二三代基因组混合组装流程的搭建与序列拼接并行优化方法研究

发布时间:2018-07-05 18:26

  本文选题:生物信息学 + Rocks集群 ; 参考:《昆明理工大学》2017年硕士论文


【摘要】:随着生物信息学的飞速发展,当今世界已经迈入生命科学和信息科学的时代。第三代测序技术因为其读长长的特点,彻底的革新了基因组学。测序技术发展的同时,生物信息学面临了更多的挑战,越来越多的测序数据的积累意味着需要更多的计算资源来满足其分析需求,而新的测序技术产生新的特征的序列又势必需要新的序列组装技术来应对。本文从上述挑战出发,研究二三代混合组装策略和序列拼接并行优化方法,以此满足科研人员对于二三代基因测序数据分析的需求,也可以在序列拼接过程中能够保证更好的节约计算资源,主要开展以下3个工作。首先,生物数据数据量大且资源多样,对数据进行处理必须以来强大的计算资源。为满足课题需求,建立生物信息学平台成为必须。本文中搭建了一个基于Rocks集群系统的生物信息学平台(Rocks Cluster),充分利用现有的集群计算技术来整合计算资源,为生物信息学的研究提供了方便快捷且强有力的数据处理平台。其次,测序技术日新月异,推动了基因组学的发展。本文分析三代测序数据具有读长长、错误率较高的特点和二代测序数据读长短但错误率低的特点,于生物信息学平台搭建了二三代基因组混合组装流程,充分利用了三代测序技术读长长和二代测序技术错误率低的优点,以二代测序数据对三代测序数据进行纠错,再以纠错之后得到的三代数据进行基因组装,以达到更好的拼接效果。

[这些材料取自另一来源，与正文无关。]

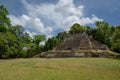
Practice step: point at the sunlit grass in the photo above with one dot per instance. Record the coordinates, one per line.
(60, 69)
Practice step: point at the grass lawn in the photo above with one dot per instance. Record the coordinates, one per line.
(60, 69)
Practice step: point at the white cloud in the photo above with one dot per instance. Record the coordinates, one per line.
(46, 18)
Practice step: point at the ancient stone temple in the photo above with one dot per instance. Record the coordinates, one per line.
(79, 45)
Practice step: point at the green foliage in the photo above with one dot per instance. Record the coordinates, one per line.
(4, 20)
(14, 42)
(116, 40)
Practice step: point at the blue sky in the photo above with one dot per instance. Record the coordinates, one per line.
(52, 16)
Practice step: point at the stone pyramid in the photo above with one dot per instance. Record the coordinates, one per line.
(79, 45)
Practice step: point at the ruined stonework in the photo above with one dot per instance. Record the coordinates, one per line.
(79, 45)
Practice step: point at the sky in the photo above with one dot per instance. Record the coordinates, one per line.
(50, 17)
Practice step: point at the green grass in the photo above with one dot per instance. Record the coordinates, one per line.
(60, 69)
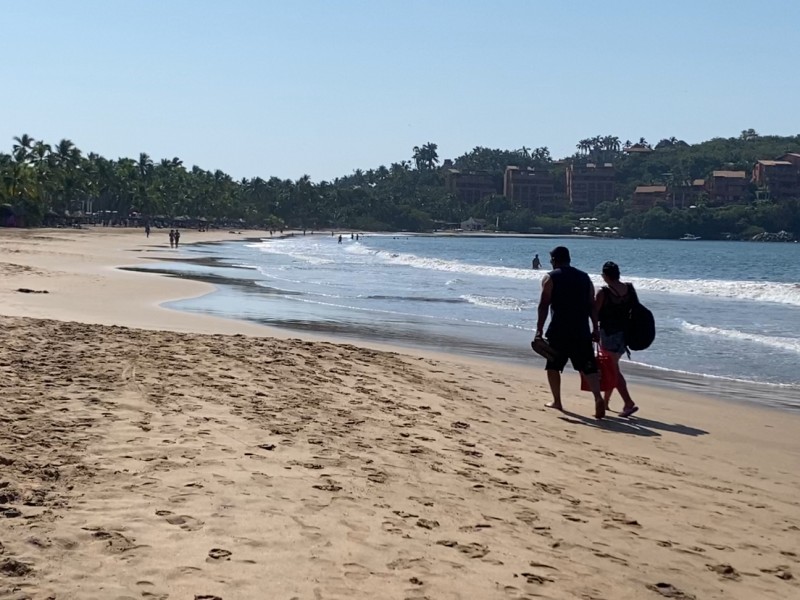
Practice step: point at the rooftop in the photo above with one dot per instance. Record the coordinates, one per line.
(774, 163)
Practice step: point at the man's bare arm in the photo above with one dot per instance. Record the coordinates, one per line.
(544, 304)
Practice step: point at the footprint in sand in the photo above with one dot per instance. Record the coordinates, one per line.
(670, 591)
(218, 554)
(185, 522)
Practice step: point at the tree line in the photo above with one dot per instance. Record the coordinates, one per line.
(43, 181)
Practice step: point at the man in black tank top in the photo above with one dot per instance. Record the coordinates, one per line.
(568, 295)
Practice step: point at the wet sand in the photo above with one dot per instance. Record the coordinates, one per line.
(148, 453)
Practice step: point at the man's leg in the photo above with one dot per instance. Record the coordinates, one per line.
(554, 379)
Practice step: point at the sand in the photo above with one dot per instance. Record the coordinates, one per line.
(146, 453)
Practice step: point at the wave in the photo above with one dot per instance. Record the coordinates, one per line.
(500, 303)
(758, 382)
(413, 299)
(758, 291)
(272, 248)
(781, 343)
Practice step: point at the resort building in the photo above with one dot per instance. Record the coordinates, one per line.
(638, 148)
(588, 185)
(792, 157)
(646, 196)
(689, 193)
(726, 187)
(778, 177)
(533, 189)
(470, 187)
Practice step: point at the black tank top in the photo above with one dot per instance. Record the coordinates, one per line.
(570, 304)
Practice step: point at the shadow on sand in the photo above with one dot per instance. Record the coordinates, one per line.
(632, 425)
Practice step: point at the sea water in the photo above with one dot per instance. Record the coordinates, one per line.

最后,考虑到在基因混合组装过程中纠错环节内存消耗较高,如果对基因组较大的物种进行基因组装,现有平台无法满足其内存消耗需求。为了解决这个问题,本文分析了组装过程中内存使用情况,并根据实验室的生物信息学平台结构特点设计了解决方案。一是利用GlobalArray虚拟和管理不同节点的内存,将数据和计算分开运行;二是设计进程并行优化方法用来缓解单节点的内存压力。同时为了寻求更好的解决方案,以基因混合组装纠错方法本身所用算法为突破点,基于二代三代数据混合拼接的思想,即考虑首先用二代数据进行拼接得到正确率高的序列拼接图,然后用三代测序数据比对到图上,利用三代测序数据读长长的优势确定图上路径的选择,以达到简化图的目的,这样就避免了纠错环节。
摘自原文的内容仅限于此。